How Google Engineering Manages Downtime
Each Google product has a service level agreement (SLA) that dictates how much downtime the product can have in a given month or year. Take 99.9% uptime, for example: That allows for 43 minutes of downtime per month, or about 8 hours and 40 minutes per year. That 8 hours and 40 minutes is what Treynor refers to as an “error budget.”
If the product adheres to the SLA’s uptime promise, then the product team is allowed to launch new features. If the product is outside of its SLA, then no new features are allowed to be rolled out until the reliability improves.

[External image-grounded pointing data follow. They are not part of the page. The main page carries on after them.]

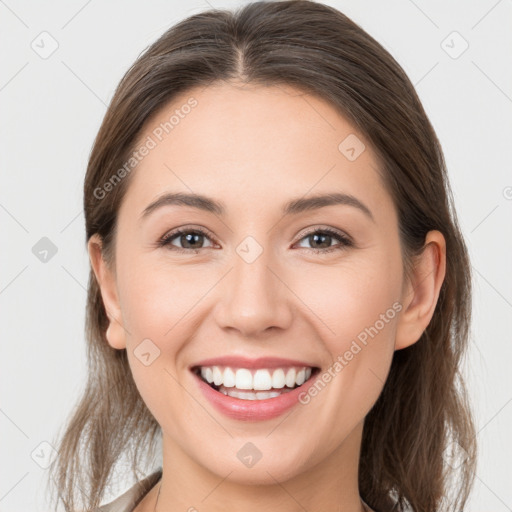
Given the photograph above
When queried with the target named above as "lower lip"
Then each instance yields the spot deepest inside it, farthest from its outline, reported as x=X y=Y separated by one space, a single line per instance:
x=253 y=410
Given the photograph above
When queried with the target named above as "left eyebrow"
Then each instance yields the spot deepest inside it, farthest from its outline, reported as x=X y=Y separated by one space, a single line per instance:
x=293 y=207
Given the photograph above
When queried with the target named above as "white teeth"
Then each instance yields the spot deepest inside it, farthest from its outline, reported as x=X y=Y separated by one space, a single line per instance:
x=262 y=380
x=256 y=380
x=278 y=379
x=207 y=374
x=290 y=378
x=229 y=378
x=217 y=376
x=243 y=379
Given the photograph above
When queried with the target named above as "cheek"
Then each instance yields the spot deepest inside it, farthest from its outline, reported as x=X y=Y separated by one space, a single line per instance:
x=356 y=309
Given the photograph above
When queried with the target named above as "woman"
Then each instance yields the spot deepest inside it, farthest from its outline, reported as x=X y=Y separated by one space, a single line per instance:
x=279 y=287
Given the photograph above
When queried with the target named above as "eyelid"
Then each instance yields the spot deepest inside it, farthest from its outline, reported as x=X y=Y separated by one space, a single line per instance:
x=345 y=240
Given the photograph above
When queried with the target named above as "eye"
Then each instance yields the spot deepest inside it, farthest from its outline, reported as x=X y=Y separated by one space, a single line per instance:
x=324 y=237
x=191 y=239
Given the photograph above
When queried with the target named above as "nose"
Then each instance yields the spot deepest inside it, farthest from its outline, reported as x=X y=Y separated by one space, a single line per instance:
x=254 y=298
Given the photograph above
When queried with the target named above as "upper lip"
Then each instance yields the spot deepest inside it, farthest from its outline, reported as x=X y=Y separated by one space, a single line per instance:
x=245 y=362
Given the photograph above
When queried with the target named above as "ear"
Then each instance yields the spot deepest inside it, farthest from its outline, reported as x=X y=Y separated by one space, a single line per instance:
x=420 y=293
x=116 y=335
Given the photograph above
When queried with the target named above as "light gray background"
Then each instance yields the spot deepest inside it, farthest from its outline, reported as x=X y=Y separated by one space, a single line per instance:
x=51 y=110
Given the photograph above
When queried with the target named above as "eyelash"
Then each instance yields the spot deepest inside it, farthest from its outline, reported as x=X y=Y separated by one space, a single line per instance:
x=345 y=241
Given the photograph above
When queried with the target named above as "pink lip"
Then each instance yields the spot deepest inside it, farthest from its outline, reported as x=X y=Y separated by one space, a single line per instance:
x=253 y=410
x=244 y=362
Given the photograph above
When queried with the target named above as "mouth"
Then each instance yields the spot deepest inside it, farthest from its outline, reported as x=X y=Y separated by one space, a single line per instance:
x=255 y=383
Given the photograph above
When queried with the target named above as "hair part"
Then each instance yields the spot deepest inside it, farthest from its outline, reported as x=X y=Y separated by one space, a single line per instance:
x=424 y=406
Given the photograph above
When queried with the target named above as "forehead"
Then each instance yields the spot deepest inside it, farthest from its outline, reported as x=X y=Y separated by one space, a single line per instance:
x=253 y=145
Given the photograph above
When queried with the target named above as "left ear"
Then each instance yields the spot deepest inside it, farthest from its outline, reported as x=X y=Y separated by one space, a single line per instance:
x=420 y=293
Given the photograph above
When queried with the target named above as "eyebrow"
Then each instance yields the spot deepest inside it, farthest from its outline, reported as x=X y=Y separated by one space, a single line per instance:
x=293 y=207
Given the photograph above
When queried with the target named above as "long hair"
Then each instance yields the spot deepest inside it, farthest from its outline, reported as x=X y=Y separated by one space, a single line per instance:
x=423 y=412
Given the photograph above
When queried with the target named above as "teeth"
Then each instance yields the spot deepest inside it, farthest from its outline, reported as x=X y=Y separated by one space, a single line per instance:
x=256 y=380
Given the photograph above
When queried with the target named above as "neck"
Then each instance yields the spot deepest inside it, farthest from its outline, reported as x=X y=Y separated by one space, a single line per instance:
x=328 y=484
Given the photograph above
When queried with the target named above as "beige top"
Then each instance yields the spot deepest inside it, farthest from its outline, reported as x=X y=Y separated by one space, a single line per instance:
x=133 y=496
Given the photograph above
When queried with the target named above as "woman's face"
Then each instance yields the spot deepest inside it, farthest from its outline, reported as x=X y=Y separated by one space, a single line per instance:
x=252 y=285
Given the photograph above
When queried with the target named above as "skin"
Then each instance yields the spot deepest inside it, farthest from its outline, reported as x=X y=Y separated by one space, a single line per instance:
x=255 y=148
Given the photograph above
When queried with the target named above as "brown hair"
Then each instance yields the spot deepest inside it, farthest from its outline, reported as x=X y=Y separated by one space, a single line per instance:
x=423 y=408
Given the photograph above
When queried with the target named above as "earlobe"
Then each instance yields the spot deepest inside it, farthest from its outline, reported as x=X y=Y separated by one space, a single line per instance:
x=421 y=293
x=105 y=277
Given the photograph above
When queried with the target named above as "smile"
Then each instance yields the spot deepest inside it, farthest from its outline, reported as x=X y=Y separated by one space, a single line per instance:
x=252 y=390
x=253 y=384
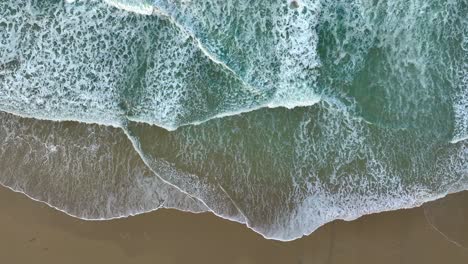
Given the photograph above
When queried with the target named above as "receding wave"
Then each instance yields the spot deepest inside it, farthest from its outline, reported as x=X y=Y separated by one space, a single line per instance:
x=373 y=111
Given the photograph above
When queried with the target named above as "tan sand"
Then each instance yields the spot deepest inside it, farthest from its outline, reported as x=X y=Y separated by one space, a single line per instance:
x=31 y=232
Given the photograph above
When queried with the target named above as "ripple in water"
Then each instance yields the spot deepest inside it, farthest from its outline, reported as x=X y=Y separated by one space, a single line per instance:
x=277 y=114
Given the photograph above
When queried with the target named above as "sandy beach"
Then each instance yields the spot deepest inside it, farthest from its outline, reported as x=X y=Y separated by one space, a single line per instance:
x=32 y=232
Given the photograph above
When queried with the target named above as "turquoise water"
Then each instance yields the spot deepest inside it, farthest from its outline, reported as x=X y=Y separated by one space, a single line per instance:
x=283 y=116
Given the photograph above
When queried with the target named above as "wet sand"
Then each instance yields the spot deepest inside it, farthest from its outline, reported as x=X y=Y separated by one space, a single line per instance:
x=31 y=232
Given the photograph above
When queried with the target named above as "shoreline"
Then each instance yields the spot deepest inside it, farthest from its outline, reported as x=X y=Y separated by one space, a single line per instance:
x=34 y=232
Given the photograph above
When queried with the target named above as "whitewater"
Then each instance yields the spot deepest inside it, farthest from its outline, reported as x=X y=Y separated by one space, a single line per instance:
x=282 y=115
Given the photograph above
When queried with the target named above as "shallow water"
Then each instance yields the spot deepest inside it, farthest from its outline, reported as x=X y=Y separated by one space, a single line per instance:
x=281 y=116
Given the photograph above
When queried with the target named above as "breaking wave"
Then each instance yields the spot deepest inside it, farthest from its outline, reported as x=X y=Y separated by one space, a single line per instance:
x=282 y=115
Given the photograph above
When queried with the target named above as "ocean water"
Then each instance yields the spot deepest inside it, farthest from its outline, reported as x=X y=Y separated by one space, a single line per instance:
x=282 y=115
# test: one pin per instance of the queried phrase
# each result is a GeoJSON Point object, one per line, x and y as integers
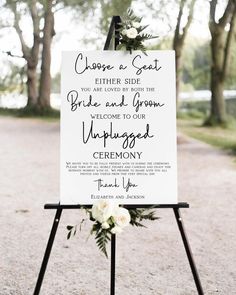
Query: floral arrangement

Google product managers don’t have to be perfect – they just have to be better than their SLA guarantee. So each product team at Google has a “budget” of errors it can make. Basically, they just can’t make more mistakes than what the SLA allows for.
Treynor explains that in a traditional site reliability model there is a fundamental disconnect between site reliability engineers (SREs) and the product managers. Product managers want to keep adding services to their offerings, but the SREs don’t like changes because that opens the door to more potential problems. This “error budget” model addresses that issue, though, by uniting the priorities of the SREs and product teams.
By putting the onus on the product developers to architect reliable systems, it’s a win-win for everyone. SREs get to have reliable systems, developers get to add features and users don’t experience downtime (hopefully). Having a system of error budgets – instead of mandating 100% uptime – gives developers and engineers some leeway, while more closely aligning the priorities of developers and site reliability workers.